Start zum 50 cm³ Rennen in Monza, Nr. 6 Bryans, 5 Taveri (beide Honda), 4 Anscheidt (Suzuki).

Das Finale in Fuji
Beim GP von Japan musste die Entscheidung fallen. Ob Honda mit Bryans oder Taveri den Titel sichern konnte, oder mit Anscheidt sich nach Ernst Degner wieder ein Deutscher für Suzuki die Krone aufsetzen konnte. Den Titel in der Hersteller-Weltmeisterschaft hatte sich Honda bereits vor dem Finale gesichert. Doch unverständlicherweise boykottierte Honda diesen Grand Prix unter Berufung auf angebliche Sicherheitsbedenken. Tatsächlich protestierte die japanische Firma jedoch nur aus einem Grund gegen die Austragung in Fuji. Honda war einzig und allein verärgert darüber, dass nicht auf dem ihnen gehörenden Kurs von Suzuka gefahren wurde. Die Verlegung ihres nationalen GP für 1966 auf eine andere Rennstrecke passte den Japanern nicht. Bis im Vorjahr war seit 1963 immer Suzuka für die Austragung des GP von Japan zum Handkuss gekommen. Der Boykott von Honda rächte sich postwendend, weil Hans Georg Anscheidt hinter dem Teamkollegen und Suzuki Werksfahrer Yoshimi Katayama Zweiter wurde.
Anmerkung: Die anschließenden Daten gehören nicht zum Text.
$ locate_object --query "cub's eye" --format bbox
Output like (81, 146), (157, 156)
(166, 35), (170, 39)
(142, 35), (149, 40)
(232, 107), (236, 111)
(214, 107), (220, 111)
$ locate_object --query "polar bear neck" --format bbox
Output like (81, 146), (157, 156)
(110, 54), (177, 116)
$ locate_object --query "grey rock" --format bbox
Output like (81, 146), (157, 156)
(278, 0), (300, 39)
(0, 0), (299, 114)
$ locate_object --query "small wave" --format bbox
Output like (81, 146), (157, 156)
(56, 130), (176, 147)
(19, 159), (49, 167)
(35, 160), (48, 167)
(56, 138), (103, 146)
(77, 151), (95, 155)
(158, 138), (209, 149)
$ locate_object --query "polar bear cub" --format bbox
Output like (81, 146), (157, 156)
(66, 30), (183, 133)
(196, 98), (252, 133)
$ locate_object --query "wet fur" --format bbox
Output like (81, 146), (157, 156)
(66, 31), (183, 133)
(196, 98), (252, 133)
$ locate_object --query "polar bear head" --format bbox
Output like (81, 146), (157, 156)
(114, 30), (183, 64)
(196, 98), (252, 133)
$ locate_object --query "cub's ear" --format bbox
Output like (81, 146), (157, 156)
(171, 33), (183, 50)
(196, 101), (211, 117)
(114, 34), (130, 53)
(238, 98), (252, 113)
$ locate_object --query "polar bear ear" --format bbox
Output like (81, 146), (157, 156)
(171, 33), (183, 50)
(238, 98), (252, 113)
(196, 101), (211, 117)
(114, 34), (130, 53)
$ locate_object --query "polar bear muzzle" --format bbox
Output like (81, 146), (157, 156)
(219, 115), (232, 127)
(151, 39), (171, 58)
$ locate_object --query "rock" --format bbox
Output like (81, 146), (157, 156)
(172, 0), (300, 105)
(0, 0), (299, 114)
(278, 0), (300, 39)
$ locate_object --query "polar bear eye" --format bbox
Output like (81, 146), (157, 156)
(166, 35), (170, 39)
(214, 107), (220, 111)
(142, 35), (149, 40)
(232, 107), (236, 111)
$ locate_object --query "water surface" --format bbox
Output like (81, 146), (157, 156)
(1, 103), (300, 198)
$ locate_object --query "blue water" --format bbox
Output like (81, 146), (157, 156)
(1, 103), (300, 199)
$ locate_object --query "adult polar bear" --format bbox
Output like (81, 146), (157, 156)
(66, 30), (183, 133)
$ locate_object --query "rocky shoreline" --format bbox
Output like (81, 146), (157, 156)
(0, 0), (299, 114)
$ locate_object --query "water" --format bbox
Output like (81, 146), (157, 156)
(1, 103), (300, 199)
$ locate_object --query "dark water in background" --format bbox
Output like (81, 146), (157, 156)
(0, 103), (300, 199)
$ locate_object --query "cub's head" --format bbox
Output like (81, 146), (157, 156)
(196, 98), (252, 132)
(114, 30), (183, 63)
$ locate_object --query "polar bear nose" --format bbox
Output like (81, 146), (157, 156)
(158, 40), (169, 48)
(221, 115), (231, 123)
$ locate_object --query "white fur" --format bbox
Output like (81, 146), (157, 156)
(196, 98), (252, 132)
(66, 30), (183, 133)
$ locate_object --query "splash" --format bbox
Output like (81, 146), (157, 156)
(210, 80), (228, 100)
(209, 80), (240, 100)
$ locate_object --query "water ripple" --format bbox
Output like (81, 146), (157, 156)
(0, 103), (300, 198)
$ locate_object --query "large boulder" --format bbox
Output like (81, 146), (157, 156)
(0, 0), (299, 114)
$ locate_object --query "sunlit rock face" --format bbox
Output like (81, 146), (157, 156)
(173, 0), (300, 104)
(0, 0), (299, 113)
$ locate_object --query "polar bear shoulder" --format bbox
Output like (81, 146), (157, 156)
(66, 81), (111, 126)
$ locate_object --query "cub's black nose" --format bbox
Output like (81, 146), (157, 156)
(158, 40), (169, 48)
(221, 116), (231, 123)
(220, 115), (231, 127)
Dies reichte, um sich mit nur einem Punkt Vorsprung auf Bryans und Taveri seinen ersten Weltmeistertitel zu sichern.

WM-Endstand 1966 in der 50 cm³ Klasse

Ohne WM-Punkte, aber auf Platz 6 bis 10 klassiert waren: M. Allen (GB, Honda), George Ashton (GB, Honda), Martin Carney (GB, Derbi), Enrique Escuder (E, Derbi), Leslie Griffiths (GB, Honda), Brian Kettle (GB, Honda), Charlie Mates (GB, Honda), Martin Mijwaart (NL, Jamathi), Jørgen Nielsen (DK, Kreidler), Jean-Louis Pasquier (MC, Derbi), Jim Pink (GB, Honda), Winfried Reinhard (D, Kreidler), Rudolf Schmälze (D, Kreidler), Horst Seidl (D, Honda), Chris Vincent (GB, Suzuki).
Eine spätere Aufnahme des Idols vieler Jugendlichen in den 1960-er Jahren.